The study also showed that about 66 percent of births are assisted by skilled professionals while 13 percent are assisted by a traditional attendant (nyamukuta) and another 13 percent by friends or relatives while the remaining three give birth unattended.

 

The Zimbabwe Agenda for Sustainable Socio-Economic Transformation (Zim Asset) which is the country’s economic blueprint, the guiding principle for policy formulation until 2018, presents hope for a better health delivery system and reduction in MMR.

 

Zim Asset sets social services and poverty eradication under one of its clusters.

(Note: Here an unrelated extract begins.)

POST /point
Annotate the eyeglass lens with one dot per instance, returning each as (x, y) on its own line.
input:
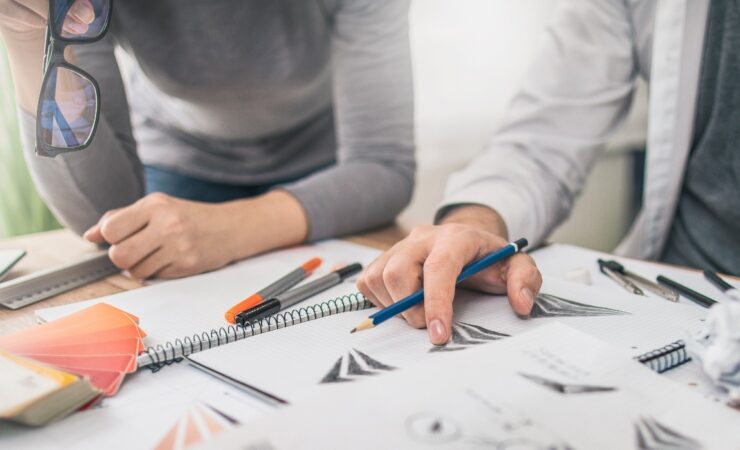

Under this cluster, the programme seeks to help reduce morbidity, maternal and infant mortality rates.

 

At least 90 percent of all pregnant women will be expected to receive at least four antenatal care visits while fully functional maternity waiting homes should be available in all districts by 2015.

 

Maternity waiting homes are one of the strategies Government adopted in the 1980s in the fight against MMR, especially among ruralfolk.
With many women in rural areas staying far away from clinics, the homes provide a setting for high-risk women (first time and teenage pregnancies as well as old women) who can be accommodated near a hospital in the final stages of the pregnancy, usually three weeks before their due date.

 

The ultimate goal is to contribute to a national target of reducing MMR to 174 deaths per 100 000 live births by 2015 by improving access to skilled delivery attendance by women with high-risk pregnancies.

 

Achieving this will bring relief to many — both men and women. The ultimate goal should be zero deaths at childbirth.